Mu’tezile: “Fiillerin halk edicisi kuldur ve kendisinden çıkan her bir fiilin halk edicisi o kuldur” derler. Böyle olması mümkün değildir. Çünkü o kuldan çıkan her bir fiil, ya akıl ve rûh ve kuvvet ve cisim gibi kendisinde olan âlet vâsıtasıyladır; yâhut bütün hallerde vâsıtasızdır. Vâsıta ile olunca onun fiillerin halk edicisi olması mümkün olmaz. Çünkü o kul bu vâsıtaları birleştirmeye kâdir değildir. Bundan dolayı kimse bu âlet vâsıtasıyla vücûda gelen bu fiilin halk edicisi olmaz; çünkü âlet, onun mahkûmu değildir; ve âletsiz fiilin halk edicisi olması mümkün olmaz. Çünkü bu âlet olmaksızın, ondan fiilin çıkması imkânsızdır. Şimdi kesinlikle anlaşıldı ki, fiillerin halk edicisi Hak’dır, kul değildir. Kul kendisinden çıkan her bir fiili, hayır olsun, şer olsun bir niyet ile meydana koyar. Ammâ o işlerin hikmeti, onun düşündüğü ma’nâ ve hikmet kadar değildir. O işte ona görünen fayda, ondan vücûda gelen fiilin faydası kadar olur. Fakat onun bütün faydalarını, yâni ondan ne faydalar sağlayacağını Hak bilir. Örneğin, sevâb ve iyi bir nâm ve dünyâda emniyet kazanmak niyeti ile namaz kılarsın; fakat o namazın faydası sâdece bu kadar olmayacaktır; yüzbin faydalar verilecektir ki, o senin vehminden geçmez.O hizmetler üzerine kazanılacak faydaları Cenâb-ı Hak bilir.

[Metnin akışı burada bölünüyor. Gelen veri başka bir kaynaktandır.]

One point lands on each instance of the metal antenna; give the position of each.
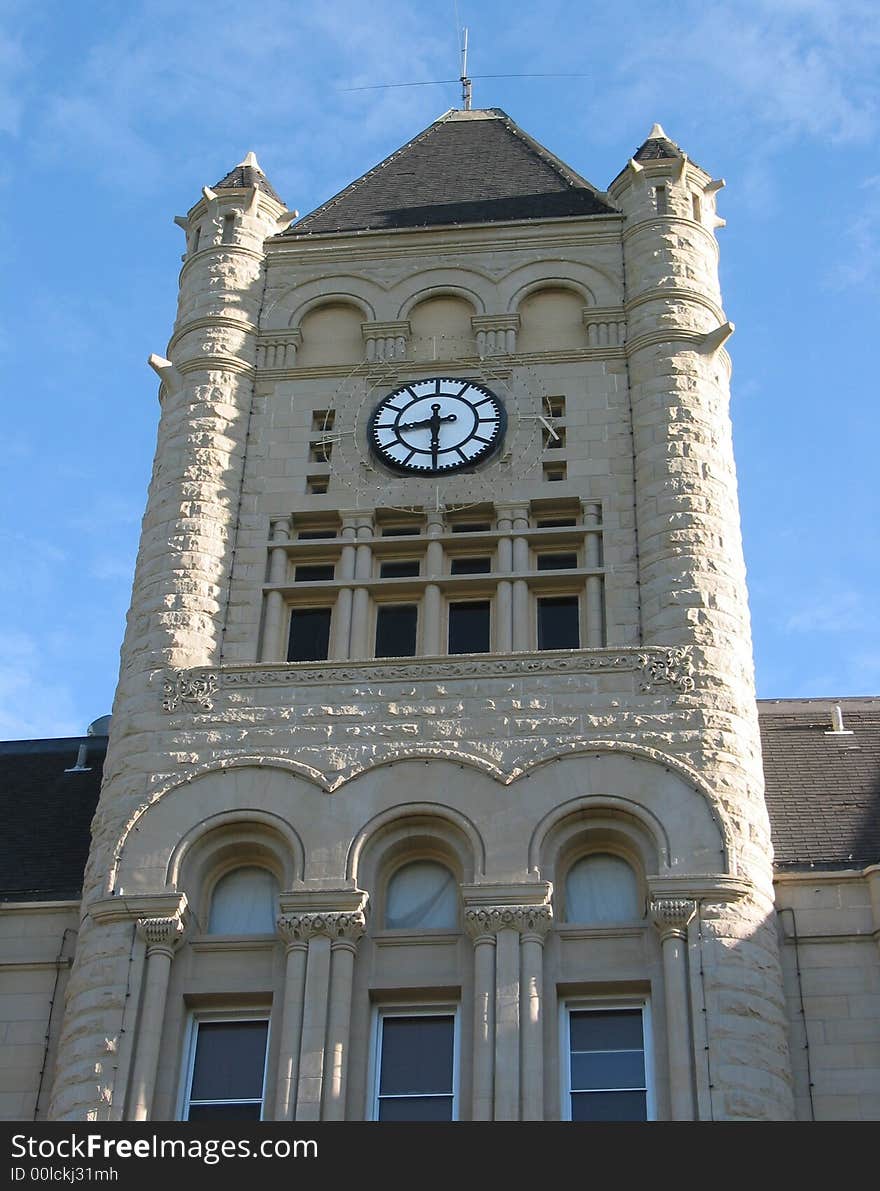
(463, 80)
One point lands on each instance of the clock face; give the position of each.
(437, 425)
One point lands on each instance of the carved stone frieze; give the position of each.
(672, 915)
(161, 933)
(667, 667)
(336, 924)
(526, 920)
(189, 686)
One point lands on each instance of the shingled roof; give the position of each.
(822, 786)
(47, 804)
(467, 167)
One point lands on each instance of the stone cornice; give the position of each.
(345, 926)
(655, 667)
(129, 908)
(672, 915)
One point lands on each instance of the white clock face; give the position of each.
(437, 425)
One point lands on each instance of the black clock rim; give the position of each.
(457, 468)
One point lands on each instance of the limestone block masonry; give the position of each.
(649, 741)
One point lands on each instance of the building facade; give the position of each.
(435, 783)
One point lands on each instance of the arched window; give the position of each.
(422, 893)
(601, 889)
(244, 903)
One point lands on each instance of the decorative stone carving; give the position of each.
(161, 933)
(526, 920)
(337, 924)
(671, 667)
(672, 915)
(189, 686)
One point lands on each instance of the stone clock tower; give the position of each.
(434, 787)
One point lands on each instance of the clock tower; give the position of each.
(434, 786)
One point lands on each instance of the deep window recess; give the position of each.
(314, 573)
(606, 1065)
(416, 1067)
(422, 895)
(226, 1071)
(469, 628)
(395, 630)
(310, 635)
(403, 569)
(469, 566)
(559, 625)
(244, 902)
(555, 561)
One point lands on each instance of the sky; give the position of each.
(114, 113)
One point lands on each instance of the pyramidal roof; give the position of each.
(467, 167)
(245, 175)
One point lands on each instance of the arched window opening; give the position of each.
(601, 890)
(244, 903)
(422, 895)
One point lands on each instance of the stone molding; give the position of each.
(525, 920)
(668, 667)
(161, 934)
(188, 686)
(345, 926)
(672, 915)
(657, 668)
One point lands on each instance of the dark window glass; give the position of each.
(395, 630)
(469, 566)
(607, 1066)
(229, 1061)
(416, 1108)
(557, 623)
(417, 1057)
(609, 1107)
(225, 1111)
(314, 573)
(469, 628)
(403, 569)
(310, 635)
(556, 561)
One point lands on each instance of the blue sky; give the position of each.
(113, 114)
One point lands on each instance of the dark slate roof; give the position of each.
(467, 167)
(47, 816)
(823, 791)
(245, 175)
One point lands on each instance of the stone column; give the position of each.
(273, 627)
(504, 592)
(516, 1085)
(594, 585)
(343, 948)
(432, 605)
(671, 917)
(484, 1020)
(162, 936)
(330, 939)
(363, 572)
(291, 1017)
(341, 640)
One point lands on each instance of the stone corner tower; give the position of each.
(436, 697)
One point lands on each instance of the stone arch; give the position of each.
(154, 834)
(409, 828)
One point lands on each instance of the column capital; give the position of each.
(342, 926)
(672, 915)
(161, 934)
(526, 920)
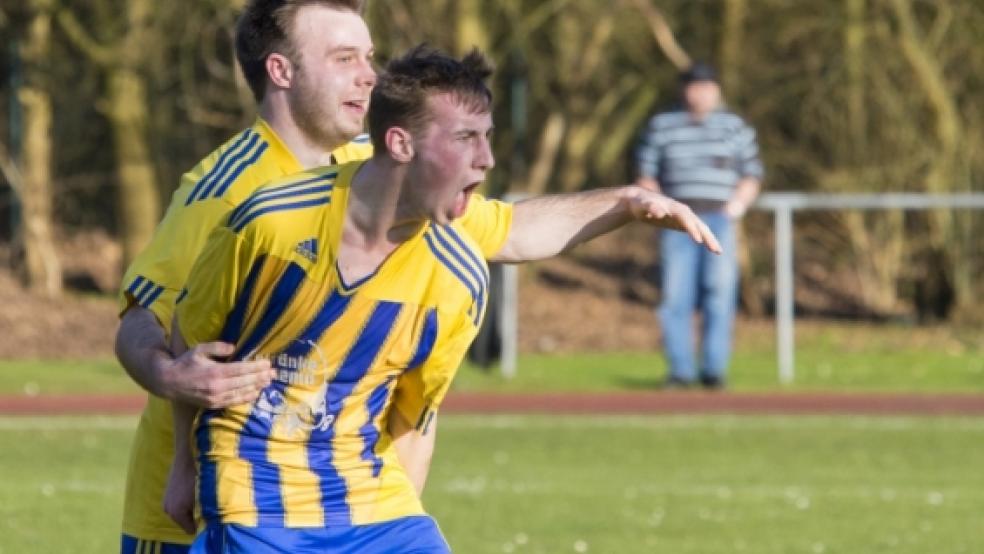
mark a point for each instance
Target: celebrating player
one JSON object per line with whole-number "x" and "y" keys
{"x": 364, "y": 284}
{"x": 308, "y": 63}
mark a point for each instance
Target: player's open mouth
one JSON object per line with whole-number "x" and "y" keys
{"x": 356, "y": 105}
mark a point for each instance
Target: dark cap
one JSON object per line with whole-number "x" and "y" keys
{"x": 698, "y": 71}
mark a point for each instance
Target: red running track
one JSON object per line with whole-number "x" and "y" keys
{"x": 591, "y": 403}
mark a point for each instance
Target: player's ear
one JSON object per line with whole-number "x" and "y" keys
{"x": 279, "y": 70}
{"x": 399, "y": 143}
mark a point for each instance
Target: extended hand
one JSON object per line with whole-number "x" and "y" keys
{"x": 195, "y": 377}
{"x": 179, "y": 496}
{"x": 662, "y": 211}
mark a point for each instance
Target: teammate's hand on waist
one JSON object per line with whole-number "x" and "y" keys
{"x": 197, "y": 377}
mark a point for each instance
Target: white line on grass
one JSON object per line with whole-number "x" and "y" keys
{"x": 68, "y": 423}
{"x": 715, "y": 422}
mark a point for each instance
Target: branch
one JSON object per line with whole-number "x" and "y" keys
{"x": 662, "y": 33}
{"x": 97, "y": 53}
{"x": 10, "y": 171}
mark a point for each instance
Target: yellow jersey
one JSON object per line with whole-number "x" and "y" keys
{"x": 313, "y": 450}
{"x": 204, "y": 198}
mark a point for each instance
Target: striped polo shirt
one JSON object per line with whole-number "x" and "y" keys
{"x": 696, "y": 160}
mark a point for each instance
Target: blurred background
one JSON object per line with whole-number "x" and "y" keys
{"x": 105, "y": 103}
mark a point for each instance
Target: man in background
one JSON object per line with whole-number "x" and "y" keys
{"x": 308, "y": 64}
{"x": 706, "y": 157}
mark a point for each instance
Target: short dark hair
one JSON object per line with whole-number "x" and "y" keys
{"x": 400, "y": 96}
{"x": 698, "y": 72}
{"x": 265, "y": 27}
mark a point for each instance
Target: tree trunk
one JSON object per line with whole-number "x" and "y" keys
{"x": 732, "y": 46}
{"x": 944, "y": 171}
{"x": 139, "y": 200}
{"x": 126, "y": 109}
{"x": 42, "y": 267}
{"x": 471, "y": 28}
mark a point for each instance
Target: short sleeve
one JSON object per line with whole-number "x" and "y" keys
{"x": 420, "y": 391}
{"x": 156, "y": 276}
{"x": 487, "y": 222}
{"x": 216, "y": 280}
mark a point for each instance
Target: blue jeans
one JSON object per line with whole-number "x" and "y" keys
{"x": 696, "y": 279}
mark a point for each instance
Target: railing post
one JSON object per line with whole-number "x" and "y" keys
{"x": 784, "y": 291}
{"x": 509, "y": 320}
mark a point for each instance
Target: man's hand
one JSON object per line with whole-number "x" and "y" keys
{"x": 196, "y": 378}
{"x": 193, "y": 377}
{"x": 179, "y": 496}
{"x": 662, "y": 211}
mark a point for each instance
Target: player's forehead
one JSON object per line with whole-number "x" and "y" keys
{"x": 455, "y": 112}
{"x": 321, "y": 27}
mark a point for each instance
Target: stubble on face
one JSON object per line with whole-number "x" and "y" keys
{"x": 319, "y": 87}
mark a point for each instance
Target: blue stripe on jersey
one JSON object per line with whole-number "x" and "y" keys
{"x": 253, "y": 438}
{"x": 475, "y": 289}
{"x": 356, "y": 364}
{"x": 148, "y": 284}
{"x": 292, "y": 190}
{"x": 149, "y": 301}
{"x": 370, "y": 432}
{"x": 221, "y": 163}
{"x": 468, "y": 252}
{"x": 233, "y": 327}
{"x": 425, "y": 344}
{"x": 136, "y": 283}
{"x": 249, "y": 152}
{"x": 208, "y": 480}
{"x": 239, "y": 170}
{"x": 476, "y": 268}
{"x": 133, "y": 545}
{"x": 281, "y": 208}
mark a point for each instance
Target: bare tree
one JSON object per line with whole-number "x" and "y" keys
{"x": 30, "y": 177}
{"x": 120, "y": 58}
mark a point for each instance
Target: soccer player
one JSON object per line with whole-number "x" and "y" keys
{"x": 364, "y": 284}
{"x": 308, "y": 63}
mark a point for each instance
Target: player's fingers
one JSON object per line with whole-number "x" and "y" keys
{"x": 215, "y": 349}
{"x": 241, "y": 395}
{"x": 711, "y": 242}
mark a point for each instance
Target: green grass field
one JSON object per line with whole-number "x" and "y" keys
{"x": 708, "y": 484}
{"x": 829, "y": 356}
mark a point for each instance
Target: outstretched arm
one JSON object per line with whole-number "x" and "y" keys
{"x": 548, "y": 225}
{"x": 193, "y": 377}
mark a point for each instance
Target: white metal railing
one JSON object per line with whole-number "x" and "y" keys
{"x": 782, "y": 204}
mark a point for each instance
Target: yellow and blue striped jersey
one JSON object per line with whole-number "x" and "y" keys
{"x": 204, "y": 198}
{"x": 313, "y": 450}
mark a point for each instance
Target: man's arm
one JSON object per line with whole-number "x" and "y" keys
{"x": 413, "y": 448}
{"x": 548, "y": 225}
{"x": 193, "y": 377}
{"x": 179, "y": 496}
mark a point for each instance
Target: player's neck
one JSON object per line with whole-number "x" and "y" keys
{"x": 309, "y": 153}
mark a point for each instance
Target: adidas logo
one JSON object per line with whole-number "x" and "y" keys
{"x": 309, "y": 249}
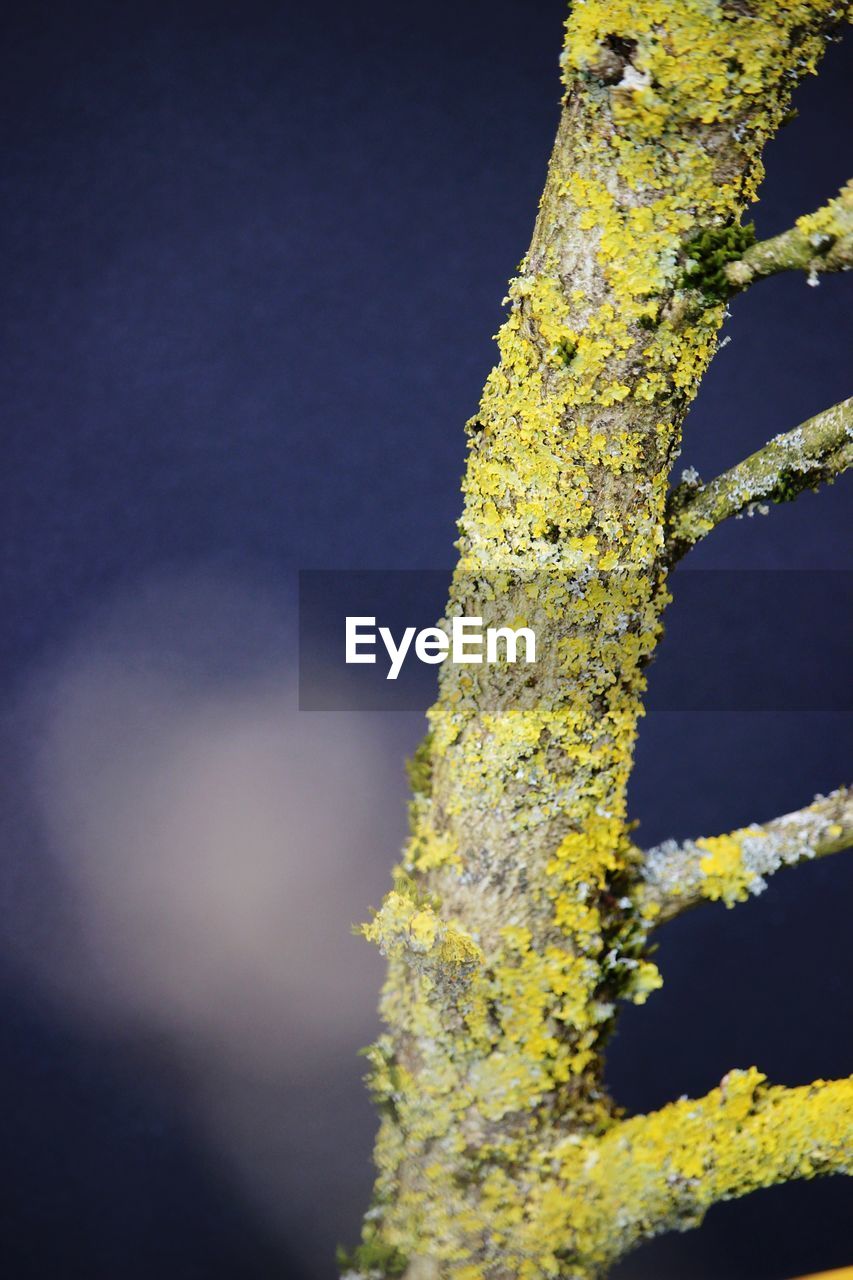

Şimdi… İnsân kudret elinin avucunda yay gibidir ve Hak Teâlâ Hazretleri onu hizmetlerde kullanır; ve hakîkatte fâil, yay değil, Hak’dır. Yay âlet ve vâsıtadır; lâkin Hak’dan habersiz ve gâfildir; ve onun esâsı gâflettir. Görmez misin ki, bir kimseyi uykusuz bıraktıkları zaman dünyâdan bezer ve soğur ve ondan vazgeçer. İnsanın küçüklüğünden beri olan büyüyüp gelişmesi gaflet vâsıtasıyladır; yoksa gelişip büyümez idi. Şimdi o, gaflet vâsıtasıyla yapılaşıp irileştiğinden, onu gafletlerden yıkayıp pâk etmek için, Hak Teâlâ cebren ve tercihan yine zahmetleri ve mücâhedeleri musallat kılar. Ondan sonra o âleme âşinâ olmak mümkün olur. İnsanın vücûdu bir çöplük gibidir. Gübre yığını, ancak gübre yığını!… Eğer azîz ise, onda pâdişâhın mührü olduğu içindir. Âdem’in vücûdu bir buğday çuvalı gibidir. Pâdişâh “Bu buğdayı nereye götürüyorsun? Onun içinde benim ölçeğim vardır” diye seslenir. Oysa o, ölçekten gâfildir ve ölçek buğdaya batmıştır. Eğer o ölçeğe vâkıf olsa, hiç buğdaya iltifat eder mi?

Şimdi… Seni ulvî âleme çeken ve süflî âlemden soğutup umarsız yapan her bir endîşe, o ölçeğin yansıması ve ışığıdır ki, insân o sebeble o âleme meyleder; aksi olarak süflî âleme meyl ettiğinde, bu hâl, o ölçeğin örtü içinde gizlenmiş olması alâmetidir.